Sobre a mesa já velha e cansada, pousa o poeta
papel e silêncio.
À espera do verso, busca
aquelas memórias mais tímidas (e se diverte com elas).
Então, ele puxa dali um fio de história e a desenrola até poder
amarrar um sentido.
Mas poesia não é sentido.
A poesia não está no tijolo sobre tijolo (previsível edifício,
como a nossa vida bovina de ração, reprodução e rotina).
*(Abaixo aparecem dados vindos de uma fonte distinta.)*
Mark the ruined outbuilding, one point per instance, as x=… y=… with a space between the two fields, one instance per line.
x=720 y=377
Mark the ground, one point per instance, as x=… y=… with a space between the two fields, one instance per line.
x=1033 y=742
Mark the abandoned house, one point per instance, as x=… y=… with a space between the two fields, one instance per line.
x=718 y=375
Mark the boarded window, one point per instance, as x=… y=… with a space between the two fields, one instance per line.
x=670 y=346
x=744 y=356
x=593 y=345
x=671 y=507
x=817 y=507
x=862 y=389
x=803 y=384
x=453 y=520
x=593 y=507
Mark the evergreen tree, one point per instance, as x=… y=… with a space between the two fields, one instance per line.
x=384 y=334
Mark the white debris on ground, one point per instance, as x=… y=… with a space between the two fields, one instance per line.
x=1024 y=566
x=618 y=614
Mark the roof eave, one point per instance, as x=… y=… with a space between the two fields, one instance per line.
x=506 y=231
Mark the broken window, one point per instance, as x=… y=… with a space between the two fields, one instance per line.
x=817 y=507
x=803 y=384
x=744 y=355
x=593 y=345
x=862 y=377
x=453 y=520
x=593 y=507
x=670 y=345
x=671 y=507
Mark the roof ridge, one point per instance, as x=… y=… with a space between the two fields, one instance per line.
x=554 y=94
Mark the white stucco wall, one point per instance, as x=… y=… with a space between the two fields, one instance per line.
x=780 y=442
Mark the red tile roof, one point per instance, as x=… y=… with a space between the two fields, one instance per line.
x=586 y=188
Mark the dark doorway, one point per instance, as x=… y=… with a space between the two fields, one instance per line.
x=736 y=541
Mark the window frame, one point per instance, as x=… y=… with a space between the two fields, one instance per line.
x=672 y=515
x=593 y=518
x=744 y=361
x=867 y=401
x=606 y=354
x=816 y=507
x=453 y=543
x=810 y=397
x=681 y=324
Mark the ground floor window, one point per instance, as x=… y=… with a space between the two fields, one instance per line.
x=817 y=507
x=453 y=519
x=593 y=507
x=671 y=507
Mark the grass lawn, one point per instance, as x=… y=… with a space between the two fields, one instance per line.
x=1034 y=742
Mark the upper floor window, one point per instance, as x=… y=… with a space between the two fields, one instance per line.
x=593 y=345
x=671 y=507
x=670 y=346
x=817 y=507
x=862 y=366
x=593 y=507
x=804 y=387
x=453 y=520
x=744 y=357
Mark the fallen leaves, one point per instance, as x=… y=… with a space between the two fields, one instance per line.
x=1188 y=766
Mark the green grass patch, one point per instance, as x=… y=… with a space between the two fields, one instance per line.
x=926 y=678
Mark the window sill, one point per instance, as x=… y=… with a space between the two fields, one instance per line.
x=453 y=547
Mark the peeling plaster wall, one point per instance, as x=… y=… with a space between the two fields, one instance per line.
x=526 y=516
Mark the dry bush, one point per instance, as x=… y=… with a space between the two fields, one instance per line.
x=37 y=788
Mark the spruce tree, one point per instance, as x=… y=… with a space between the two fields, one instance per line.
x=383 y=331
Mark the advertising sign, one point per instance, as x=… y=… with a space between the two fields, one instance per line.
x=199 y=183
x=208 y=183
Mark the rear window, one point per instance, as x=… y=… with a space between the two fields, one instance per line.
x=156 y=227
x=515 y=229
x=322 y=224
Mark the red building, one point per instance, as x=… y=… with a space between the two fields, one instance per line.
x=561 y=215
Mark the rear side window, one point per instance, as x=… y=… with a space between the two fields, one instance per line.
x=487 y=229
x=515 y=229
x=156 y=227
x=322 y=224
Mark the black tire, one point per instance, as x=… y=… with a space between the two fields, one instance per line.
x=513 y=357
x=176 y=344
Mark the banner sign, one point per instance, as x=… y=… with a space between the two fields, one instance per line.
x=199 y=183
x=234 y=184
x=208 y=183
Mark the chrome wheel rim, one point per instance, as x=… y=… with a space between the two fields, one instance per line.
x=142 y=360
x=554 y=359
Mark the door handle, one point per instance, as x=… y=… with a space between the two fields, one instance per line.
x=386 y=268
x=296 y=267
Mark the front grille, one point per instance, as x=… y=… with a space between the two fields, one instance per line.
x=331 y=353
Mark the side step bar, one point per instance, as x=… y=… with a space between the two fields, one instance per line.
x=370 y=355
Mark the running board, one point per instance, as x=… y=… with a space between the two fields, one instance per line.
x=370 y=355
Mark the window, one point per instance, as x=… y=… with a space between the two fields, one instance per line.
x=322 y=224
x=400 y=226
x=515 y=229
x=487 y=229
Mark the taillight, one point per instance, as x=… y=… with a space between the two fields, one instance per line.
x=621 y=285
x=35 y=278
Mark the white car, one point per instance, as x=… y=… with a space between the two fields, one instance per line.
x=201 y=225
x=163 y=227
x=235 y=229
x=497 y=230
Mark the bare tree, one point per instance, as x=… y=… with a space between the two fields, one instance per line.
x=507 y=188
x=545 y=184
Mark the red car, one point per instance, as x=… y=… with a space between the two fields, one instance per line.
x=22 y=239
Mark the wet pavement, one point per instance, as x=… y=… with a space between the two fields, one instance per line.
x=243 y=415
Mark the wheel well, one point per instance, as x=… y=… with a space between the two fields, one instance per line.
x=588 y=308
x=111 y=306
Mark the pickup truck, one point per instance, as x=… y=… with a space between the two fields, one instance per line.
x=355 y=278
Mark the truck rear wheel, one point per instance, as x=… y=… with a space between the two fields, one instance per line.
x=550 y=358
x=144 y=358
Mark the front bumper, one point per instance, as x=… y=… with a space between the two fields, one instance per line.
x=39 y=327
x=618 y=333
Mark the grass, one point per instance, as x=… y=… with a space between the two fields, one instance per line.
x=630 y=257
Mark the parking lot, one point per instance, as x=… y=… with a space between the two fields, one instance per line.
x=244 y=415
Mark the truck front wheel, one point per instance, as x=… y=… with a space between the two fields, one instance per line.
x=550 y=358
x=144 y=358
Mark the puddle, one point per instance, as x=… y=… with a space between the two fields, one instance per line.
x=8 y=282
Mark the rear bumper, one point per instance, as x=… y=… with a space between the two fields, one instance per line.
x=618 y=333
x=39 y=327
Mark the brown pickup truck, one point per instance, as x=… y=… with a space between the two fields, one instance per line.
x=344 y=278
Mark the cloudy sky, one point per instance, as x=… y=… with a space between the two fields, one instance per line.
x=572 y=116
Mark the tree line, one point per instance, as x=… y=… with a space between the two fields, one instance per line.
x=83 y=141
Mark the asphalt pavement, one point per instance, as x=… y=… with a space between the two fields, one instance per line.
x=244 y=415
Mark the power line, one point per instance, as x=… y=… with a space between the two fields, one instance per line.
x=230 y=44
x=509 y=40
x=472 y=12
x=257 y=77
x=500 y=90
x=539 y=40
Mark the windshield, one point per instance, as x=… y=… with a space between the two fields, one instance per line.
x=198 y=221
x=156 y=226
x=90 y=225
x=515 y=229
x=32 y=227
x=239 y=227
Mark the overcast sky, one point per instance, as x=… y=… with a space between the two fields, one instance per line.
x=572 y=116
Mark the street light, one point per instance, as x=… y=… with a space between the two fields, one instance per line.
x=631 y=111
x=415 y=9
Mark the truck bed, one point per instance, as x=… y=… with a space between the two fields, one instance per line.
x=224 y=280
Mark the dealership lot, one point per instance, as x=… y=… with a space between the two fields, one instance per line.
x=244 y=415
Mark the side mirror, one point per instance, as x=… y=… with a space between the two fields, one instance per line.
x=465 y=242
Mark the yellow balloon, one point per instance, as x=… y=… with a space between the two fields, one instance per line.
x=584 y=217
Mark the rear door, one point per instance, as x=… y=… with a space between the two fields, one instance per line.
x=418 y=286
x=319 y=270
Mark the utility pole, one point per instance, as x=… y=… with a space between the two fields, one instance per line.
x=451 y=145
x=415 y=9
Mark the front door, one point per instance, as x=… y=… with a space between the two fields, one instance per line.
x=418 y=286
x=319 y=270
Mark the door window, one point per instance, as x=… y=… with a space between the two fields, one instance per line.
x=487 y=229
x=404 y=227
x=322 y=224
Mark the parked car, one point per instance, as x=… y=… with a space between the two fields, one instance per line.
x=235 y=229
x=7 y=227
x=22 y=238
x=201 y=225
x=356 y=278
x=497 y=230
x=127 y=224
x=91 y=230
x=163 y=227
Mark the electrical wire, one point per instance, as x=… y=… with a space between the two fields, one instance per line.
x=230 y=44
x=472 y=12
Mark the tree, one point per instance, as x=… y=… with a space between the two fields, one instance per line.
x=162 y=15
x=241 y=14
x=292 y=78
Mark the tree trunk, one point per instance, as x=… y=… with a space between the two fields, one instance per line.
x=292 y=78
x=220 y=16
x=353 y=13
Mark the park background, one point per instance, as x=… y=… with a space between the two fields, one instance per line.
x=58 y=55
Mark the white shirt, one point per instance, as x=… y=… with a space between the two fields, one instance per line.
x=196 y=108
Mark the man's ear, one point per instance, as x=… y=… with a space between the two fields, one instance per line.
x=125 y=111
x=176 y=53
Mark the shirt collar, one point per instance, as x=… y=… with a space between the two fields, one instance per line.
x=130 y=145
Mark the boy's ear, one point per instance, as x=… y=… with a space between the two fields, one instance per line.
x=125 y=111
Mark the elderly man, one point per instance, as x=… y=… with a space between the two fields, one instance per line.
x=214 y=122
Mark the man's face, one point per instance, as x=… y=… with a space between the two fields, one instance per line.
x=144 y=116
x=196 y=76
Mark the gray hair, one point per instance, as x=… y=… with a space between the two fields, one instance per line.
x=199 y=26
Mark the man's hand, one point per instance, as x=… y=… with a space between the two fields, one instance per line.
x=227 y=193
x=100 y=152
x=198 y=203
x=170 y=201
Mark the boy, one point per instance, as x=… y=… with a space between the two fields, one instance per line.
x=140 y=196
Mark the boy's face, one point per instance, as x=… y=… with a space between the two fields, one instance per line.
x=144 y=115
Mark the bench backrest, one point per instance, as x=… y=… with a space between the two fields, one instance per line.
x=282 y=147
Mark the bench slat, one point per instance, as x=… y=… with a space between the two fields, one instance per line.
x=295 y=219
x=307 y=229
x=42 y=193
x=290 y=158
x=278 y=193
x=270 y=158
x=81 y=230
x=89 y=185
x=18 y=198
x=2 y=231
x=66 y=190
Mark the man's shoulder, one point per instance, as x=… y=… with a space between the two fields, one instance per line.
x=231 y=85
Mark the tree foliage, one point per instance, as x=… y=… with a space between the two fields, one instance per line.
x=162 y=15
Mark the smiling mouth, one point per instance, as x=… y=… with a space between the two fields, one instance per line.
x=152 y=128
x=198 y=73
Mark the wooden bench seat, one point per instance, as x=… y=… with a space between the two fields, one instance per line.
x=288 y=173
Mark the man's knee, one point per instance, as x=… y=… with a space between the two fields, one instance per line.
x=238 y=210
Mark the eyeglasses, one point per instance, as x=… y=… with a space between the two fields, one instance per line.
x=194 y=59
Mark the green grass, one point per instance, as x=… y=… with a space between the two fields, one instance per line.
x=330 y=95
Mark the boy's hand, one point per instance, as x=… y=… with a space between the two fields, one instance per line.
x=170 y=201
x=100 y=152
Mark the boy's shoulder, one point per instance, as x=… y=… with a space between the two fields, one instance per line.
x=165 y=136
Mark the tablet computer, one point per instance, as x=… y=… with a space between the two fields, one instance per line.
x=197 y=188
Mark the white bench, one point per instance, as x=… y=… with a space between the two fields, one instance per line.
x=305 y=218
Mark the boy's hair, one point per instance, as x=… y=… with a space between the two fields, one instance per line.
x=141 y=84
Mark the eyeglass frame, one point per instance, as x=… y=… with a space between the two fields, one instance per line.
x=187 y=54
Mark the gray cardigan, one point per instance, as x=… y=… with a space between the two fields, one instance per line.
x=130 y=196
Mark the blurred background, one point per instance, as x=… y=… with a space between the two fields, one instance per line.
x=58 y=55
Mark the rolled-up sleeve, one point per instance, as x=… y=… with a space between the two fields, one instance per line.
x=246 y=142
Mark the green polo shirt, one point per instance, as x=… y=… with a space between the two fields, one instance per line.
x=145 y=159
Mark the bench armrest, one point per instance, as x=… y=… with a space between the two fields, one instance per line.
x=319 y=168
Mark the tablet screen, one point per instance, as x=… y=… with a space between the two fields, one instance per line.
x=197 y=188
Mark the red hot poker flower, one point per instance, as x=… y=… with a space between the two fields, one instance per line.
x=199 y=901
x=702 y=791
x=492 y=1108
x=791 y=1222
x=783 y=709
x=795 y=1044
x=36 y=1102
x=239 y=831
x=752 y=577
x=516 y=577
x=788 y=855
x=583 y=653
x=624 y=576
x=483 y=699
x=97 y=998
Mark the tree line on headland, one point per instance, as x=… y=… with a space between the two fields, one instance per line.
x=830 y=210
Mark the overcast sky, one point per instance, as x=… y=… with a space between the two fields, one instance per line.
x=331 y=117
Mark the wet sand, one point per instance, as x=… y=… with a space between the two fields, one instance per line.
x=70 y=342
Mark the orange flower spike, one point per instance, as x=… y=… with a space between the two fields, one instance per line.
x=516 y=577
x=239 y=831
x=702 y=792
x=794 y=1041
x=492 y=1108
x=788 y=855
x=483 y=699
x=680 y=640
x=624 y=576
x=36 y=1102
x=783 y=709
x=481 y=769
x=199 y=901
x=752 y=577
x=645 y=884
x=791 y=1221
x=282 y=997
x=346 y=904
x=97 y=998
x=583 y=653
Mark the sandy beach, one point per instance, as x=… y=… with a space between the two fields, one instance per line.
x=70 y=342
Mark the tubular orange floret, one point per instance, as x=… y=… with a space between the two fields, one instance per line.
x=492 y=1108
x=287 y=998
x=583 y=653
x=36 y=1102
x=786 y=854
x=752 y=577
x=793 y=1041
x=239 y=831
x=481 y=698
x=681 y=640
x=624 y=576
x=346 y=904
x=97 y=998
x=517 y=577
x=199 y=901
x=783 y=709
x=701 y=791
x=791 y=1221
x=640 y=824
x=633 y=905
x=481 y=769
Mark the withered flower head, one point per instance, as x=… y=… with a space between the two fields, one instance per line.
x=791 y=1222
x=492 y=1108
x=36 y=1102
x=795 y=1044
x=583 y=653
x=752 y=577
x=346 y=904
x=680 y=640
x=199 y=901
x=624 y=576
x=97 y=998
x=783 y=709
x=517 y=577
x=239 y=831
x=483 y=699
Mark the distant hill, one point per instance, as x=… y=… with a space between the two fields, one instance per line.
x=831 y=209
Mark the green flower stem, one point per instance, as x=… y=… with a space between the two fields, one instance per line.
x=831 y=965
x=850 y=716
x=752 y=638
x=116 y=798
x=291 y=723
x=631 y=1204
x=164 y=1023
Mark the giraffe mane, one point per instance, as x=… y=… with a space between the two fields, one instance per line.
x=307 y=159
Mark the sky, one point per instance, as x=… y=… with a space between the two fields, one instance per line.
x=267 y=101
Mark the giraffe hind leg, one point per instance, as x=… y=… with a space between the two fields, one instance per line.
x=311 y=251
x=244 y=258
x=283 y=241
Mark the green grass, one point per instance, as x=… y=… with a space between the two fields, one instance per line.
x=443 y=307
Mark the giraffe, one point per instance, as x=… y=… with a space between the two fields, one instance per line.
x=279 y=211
A poesia só acontece quando um pássaro
foge,
sem asas,
de um poente em chamas;
ou quando se tenta pregar
o curso de um rio
ou quando uma pedra
por ele se encanta.
Cabe ao poeta desamarrar o sentido,
e repousá-lo num escuro tão escuro
que é claro e vivo.
Pois só assim também ele pode despertar
das lembranças e plantar noutro terreno (talvez)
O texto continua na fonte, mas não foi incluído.